Expat buyers: More than 440,000 Aussies living overseas returned home last year and joined the hunt for housing, fuelling already hot demand.
What now?
That is the million-dollar question, particularly for homeowners contemplating a move or upgrade.
Many may be tempted to test the waters and put their home on the market, but it triggers an age-old dilemma: sell then buy, or buy then sell?
Selling first in a fast-rising market can be risky. No one wants to get caught out trying to buy back in. So, with interest rates at record lows, upgraders often opt to buy first, locking in a new home before listing their old one. But this, in turn, drives the supply/demand imbalance by further inflating the pool of buyers relative to sellers.
The main things that could cool the market in coming months are a rise in supply (property listings); a rise in interest rates; a rise in unemployment; or government intervention in the form of tighter lending restrictions.

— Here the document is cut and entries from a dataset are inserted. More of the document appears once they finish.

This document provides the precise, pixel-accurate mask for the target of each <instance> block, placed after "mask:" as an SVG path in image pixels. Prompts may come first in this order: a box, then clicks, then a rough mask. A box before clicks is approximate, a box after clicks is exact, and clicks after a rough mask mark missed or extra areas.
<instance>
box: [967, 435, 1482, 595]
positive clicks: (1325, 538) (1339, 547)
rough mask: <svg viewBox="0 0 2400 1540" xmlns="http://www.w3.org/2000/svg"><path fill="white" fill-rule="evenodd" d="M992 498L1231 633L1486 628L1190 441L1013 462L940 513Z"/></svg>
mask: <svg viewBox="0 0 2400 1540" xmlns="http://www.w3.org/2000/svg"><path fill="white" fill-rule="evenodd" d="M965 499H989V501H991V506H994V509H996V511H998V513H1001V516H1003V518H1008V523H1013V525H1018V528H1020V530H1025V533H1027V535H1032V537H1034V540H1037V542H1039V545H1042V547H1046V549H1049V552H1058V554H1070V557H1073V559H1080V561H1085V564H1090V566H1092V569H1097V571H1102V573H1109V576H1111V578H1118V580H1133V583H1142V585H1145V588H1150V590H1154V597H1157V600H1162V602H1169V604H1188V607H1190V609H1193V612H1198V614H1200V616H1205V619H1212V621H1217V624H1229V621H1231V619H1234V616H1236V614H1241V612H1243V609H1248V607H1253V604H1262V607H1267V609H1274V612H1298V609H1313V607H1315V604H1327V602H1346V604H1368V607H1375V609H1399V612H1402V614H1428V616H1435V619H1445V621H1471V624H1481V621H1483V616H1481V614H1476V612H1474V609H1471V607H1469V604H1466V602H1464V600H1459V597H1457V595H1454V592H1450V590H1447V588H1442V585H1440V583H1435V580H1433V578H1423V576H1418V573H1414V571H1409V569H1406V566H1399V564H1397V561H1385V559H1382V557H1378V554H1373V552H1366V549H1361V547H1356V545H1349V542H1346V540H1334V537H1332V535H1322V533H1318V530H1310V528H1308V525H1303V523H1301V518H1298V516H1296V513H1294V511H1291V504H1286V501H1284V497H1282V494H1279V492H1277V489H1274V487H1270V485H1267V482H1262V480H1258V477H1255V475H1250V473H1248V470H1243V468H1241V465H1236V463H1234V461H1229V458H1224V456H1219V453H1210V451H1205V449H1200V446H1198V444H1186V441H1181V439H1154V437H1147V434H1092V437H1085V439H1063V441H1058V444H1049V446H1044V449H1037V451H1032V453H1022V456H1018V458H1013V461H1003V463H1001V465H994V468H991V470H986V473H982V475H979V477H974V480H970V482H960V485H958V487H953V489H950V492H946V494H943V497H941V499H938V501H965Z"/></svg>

The key indicators to watch in coming months will be:
Auction clearance rates (the higher the hotter).
Mortgage approvals (rising numbers usually means rising prices).
Property listings (as they rise it should help take the heat out of buyer FOMO).
In the meantime, homeowners can sit back and watch values rise. In some states, such as WA where the market has been flat for quite some time, this makes for pleasant viewing.